For the football player often called Lucius Bigelow, see Lucius Horatio Biglow.

Lucius Aurelius Bigelow (1892–1973) was an American chemist.

He was born in Boston, Massachusetts on January 31, 1892 to Lucius Aurelius and Mary Elizabeth Bigelow. He graduated from Boston English High and from there went to Massachusetts Institute of Technology where he received his S.B. in 1915. He attended Harvard from 1916 to 1917 and then went to Yale as a Howard Fellow from 1918 to 1919, leaving with a Ph.D. in organic chemistry. He began his teaching career at St. Lawrence University but only stayed a short time until moving to Brown University, where he taught for nine years. In 1929 Bigelow came to Duke University where he served as a member of the chemistry department faculty until 1961. Bigelow's primary field of research was fluorine chemistry and the direct fluorination of organic compounds. His research provided the foundations for the preparation of fluorocarbons by direct fluorination carried out during World War II as part of the Manhattan Project.
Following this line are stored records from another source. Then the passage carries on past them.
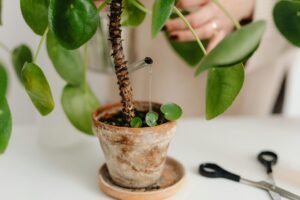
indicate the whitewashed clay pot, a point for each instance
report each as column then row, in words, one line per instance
column 135, row 157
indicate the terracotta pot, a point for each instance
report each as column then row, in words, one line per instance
column 135, row 157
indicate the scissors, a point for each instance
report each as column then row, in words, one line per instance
column 211, row 170
column 269, row 159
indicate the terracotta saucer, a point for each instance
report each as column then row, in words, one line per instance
column 170, row 182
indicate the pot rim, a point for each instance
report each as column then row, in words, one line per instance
column 97, row 123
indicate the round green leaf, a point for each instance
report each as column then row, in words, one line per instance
column 68, row 63
column 131, row 15
column 287, row 19
column 73, row 22
column 37, row 88
column 136, row 122
column 161, row 11
column 235, row 48
column 223, row 86
column 3, row 83
column 35, row 13
column 151, row 118
column 5, row 125
column 171, row 111
column 19, row 57
column 79, row 103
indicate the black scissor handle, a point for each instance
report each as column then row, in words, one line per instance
column 268, row 159
column 211, row 170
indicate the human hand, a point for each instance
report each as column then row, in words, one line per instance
column 208, row 20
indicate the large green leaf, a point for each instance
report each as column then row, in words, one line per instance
column 189, row 51
column 235, row 48
column 68, row 63
column 131, row 15
column 19, row 57
column 161, row 11
column 223, row 86
column 73, row 22
column 5, row 125
column 37, row 88
column 35, row 13
column 287, row 19
column 79, row 103
column 3, row 83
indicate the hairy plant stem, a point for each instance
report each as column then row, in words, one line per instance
column 36, row 55
column 121, row 65
column 188, row 25
column 227, row 13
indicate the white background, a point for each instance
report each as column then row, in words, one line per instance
column 15, row 31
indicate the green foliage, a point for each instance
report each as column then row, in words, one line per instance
column 68, row 63
column 188, row 51
column 37, row 88
column 5, row 125
column 235, row 48
column 136, row 122
column 223, row 86
column 35, row 13
column 151, row 118
column 78, row 103
column 131, row 15
column 73, row 22
column 161, row 11
column 171, row 111
column 287, row 19
column 19, row 57
column 3, row 83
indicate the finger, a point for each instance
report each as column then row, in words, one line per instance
column 196, row 19
column 203, row 32
column 215, row 40
column 190, row 3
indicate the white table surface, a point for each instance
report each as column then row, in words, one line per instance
column 31, row 170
After retiring from active teaching at Duke, he continued his research work at Hynes Chemical Research, a firm started by several of his former graduate students. In 1958 he was the recipient of the Herty Medal by the Georgia Section of the American Chemical Society, recognizing him as an outstanding Southern chemist. Lucius A. Bigelow died in 1973, survived by his wife Mary Cummings Bigelow and two children.